Cause:
A function call inside the loop is preventing auto-vectorization.
Example:
Program foo
implicit none
integer, parameter :: nx = 100000000
real(8) :: x, xp, sumx
integer :: i
interface
real(8) function bar(x, xp)
real(8), intent(in) :: x, xp
end
end interface
sumx = 0.
xp = 1.
do i = 1,nx
x = 1.D-8*real(i,8)
sumx = sumx + bar(x,xp)
enddo
print *, 'Sum =',sumx
end
real(8) function bar(x, xp)
implicit none
real(8), intent(in) :: x, xp
bar = 1. - 2.*(x-xp) + 3.*(x-xp)**2 - 1.5*(x-xp)**3 + 0.2*(x-xp)**4
bar = bar / sqrt(x**2 + xp**2)
end
LOOP BEGIN at foo.f90(18,5)
remark #15543: loop was not vectorized: loop with function call not considered an optimization candidate. [ foo.f90(17,22) ]
LOOP END
Resolution:
real(8) function bar(x, xp)
!$OMP DECLARE SIMD (bar) UNIFORM(xp)
implicit none
real(8), intent(in) :: x, xp
bar = 1. - 2.*(x-xp) + 3.*(x-xp)**2 - 1.5*(x-xp)**3 + 0.2*(x-xp)**4
bar = bar / sqrt(x**2 + xp**2)
end
...
remark #15301: FUNCTION WAS VECTORIZED [ bar.f90(1,18) ]
remark #15344: loop was not vectorized: vector dependence prevents vectorization.

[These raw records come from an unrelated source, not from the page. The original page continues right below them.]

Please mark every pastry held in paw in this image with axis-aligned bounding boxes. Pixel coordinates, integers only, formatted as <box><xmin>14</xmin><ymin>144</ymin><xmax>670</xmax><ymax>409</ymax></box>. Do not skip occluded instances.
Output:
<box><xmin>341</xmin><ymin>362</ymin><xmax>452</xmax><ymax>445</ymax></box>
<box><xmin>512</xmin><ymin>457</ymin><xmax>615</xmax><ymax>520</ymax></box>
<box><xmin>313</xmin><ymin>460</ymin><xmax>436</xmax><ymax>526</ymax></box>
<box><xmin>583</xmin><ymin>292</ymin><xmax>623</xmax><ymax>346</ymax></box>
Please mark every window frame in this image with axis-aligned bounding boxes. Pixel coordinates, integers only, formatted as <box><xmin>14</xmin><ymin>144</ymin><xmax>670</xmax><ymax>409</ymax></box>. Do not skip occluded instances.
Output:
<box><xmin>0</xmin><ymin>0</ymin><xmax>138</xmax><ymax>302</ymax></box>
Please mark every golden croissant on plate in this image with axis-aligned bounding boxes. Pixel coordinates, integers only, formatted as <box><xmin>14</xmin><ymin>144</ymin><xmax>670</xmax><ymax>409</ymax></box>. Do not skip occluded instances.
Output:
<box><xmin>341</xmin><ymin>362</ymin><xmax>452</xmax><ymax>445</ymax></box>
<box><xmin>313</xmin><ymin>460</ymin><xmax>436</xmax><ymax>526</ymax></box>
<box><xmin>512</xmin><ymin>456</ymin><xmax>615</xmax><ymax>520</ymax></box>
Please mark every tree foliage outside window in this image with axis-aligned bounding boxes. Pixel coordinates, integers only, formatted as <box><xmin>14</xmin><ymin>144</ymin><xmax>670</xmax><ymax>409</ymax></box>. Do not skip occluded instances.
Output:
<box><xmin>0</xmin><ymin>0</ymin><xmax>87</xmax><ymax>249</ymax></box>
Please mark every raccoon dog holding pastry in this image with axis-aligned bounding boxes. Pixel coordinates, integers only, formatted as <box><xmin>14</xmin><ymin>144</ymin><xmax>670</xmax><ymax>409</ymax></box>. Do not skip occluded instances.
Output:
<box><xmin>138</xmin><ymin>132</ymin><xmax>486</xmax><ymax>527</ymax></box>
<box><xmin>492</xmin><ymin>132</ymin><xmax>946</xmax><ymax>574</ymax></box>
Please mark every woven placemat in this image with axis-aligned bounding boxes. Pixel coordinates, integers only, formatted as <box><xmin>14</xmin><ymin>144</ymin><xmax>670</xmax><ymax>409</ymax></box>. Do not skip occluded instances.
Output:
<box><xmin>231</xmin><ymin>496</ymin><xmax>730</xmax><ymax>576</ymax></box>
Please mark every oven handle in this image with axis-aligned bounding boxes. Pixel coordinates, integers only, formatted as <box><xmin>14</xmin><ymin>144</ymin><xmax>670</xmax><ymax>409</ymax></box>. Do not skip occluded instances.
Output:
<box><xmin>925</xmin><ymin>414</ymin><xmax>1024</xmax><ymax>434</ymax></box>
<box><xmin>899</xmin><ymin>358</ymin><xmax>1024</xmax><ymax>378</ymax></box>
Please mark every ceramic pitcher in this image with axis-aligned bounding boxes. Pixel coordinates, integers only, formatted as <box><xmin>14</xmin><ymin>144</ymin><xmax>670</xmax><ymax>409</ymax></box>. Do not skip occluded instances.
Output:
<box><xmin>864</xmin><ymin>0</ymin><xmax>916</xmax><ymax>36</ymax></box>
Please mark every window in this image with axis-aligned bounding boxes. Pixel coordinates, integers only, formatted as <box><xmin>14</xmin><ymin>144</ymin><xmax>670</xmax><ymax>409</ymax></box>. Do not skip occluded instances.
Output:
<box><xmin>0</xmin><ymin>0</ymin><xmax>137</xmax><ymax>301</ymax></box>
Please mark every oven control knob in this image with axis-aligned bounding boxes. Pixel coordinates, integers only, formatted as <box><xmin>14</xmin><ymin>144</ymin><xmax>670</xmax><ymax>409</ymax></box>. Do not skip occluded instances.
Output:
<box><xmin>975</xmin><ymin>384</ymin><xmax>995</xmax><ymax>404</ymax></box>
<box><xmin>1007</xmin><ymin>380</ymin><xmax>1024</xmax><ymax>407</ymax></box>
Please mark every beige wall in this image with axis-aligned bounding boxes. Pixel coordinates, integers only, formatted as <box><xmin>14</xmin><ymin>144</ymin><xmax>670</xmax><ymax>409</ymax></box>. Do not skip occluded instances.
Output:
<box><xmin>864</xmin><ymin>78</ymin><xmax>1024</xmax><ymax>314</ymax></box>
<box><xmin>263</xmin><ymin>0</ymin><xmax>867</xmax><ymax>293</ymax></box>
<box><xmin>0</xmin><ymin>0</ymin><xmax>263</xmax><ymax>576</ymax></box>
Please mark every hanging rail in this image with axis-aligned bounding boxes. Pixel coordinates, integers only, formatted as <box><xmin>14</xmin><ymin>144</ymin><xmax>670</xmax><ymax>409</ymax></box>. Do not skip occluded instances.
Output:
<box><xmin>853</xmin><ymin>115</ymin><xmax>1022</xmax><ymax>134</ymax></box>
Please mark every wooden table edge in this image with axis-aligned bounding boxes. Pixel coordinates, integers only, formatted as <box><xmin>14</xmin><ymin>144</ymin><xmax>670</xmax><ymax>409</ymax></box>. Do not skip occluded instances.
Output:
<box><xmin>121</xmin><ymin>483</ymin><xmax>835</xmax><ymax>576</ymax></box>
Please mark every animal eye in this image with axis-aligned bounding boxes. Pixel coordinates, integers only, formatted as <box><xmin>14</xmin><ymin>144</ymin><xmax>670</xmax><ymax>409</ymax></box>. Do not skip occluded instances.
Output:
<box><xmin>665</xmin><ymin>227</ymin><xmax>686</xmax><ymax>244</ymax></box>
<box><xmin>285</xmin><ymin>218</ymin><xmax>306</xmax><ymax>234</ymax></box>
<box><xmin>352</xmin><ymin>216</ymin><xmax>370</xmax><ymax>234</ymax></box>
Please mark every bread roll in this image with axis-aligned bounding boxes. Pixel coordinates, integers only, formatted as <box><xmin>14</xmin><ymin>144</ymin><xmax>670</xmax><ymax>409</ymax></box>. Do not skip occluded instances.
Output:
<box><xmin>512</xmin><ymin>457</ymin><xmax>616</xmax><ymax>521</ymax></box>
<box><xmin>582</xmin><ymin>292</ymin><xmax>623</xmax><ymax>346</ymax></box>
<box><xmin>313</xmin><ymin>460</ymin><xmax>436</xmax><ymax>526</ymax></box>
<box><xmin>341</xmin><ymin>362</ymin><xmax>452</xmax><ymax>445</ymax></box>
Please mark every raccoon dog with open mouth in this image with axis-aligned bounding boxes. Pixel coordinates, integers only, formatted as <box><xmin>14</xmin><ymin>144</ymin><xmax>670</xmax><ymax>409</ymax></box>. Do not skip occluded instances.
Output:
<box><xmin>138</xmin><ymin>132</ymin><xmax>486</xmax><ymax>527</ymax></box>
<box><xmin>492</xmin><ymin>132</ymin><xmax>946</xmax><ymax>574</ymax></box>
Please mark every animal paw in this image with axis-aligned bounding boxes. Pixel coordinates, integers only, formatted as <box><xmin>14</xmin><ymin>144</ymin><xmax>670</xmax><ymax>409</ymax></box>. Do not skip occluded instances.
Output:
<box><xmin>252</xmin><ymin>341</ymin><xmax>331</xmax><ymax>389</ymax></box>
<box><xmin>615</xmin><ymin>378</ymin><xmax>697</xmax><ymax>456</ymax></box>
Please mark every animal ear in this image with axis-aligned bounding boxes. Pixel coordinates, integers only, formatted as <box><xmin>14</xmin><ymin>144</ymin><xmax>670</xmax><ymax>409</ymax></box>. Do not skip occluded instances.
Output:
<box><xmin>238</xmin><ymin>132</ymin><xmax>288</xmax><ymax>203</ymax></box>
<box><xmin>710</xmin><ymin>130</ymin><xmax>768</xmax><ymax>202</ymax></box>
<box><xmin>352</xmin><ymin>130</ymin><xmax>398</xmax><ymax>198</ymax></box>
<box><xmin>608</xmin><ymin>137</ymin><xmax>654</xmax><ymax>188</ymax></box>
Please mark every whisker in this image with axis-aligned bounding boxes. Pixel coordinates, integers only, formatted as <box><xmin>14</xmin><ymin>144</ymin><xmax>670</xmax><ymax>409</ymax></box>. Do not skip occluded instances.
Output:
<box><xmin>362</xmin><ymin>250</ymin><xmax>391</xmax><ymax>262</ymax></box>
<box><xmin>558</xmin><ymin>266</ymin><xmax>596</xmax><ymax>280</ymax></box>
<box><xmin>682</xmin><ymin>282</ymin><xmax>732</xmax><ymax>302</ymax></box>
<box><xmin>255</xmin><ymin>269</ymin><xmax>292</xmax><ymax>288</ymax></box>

First dependence is shown below. Use level 5 report for details
remark #15346: vector dependence: assumed OUTPUT dependence between line 17 and line 18
LOOP END
Program foo
implicit none
integer, parameter :: nx = 100000000
real(8) :: x, xp, sumx
integer :: i
interface
real(8) function bar(x, xp)
!$OMP DECLARE SIMD (bar) UNIFORM(xp)
real(8), intent(in) :: x, xp
end
end interface
sumx = 0.
xp = 1.
!$OMP SIMD private(x) reduction(+:sumx)
do i = 1,nx
x = 1.D-8*real(i,8)
sumx = sumx + bar(x,xp)
enddo
print *, 'Sum =',sumx
end
...
LOOP BEGIN at foo.f90(17,5)
remark #15301: OpenMP SIMD LOOP WAS VECTORIZED
LOOP END
The loop is now vectorized successfully; running and timing the program shows a speedup.
Note that if the DECLARE SIMD directive is omitted, the !$OMP SIMD directive will still cause the remaining parts of the loop in foo to be vectorized, but the call to bar() will be serialized, so any performance gain is likely to be small. In either case, the private and reduction clauses of this directive are mandatory; without them, the compiler will assume no loop-carried dependencies and results may be incorrect.
remark #15300: LOOP WAS VECTORIZED
LOOP END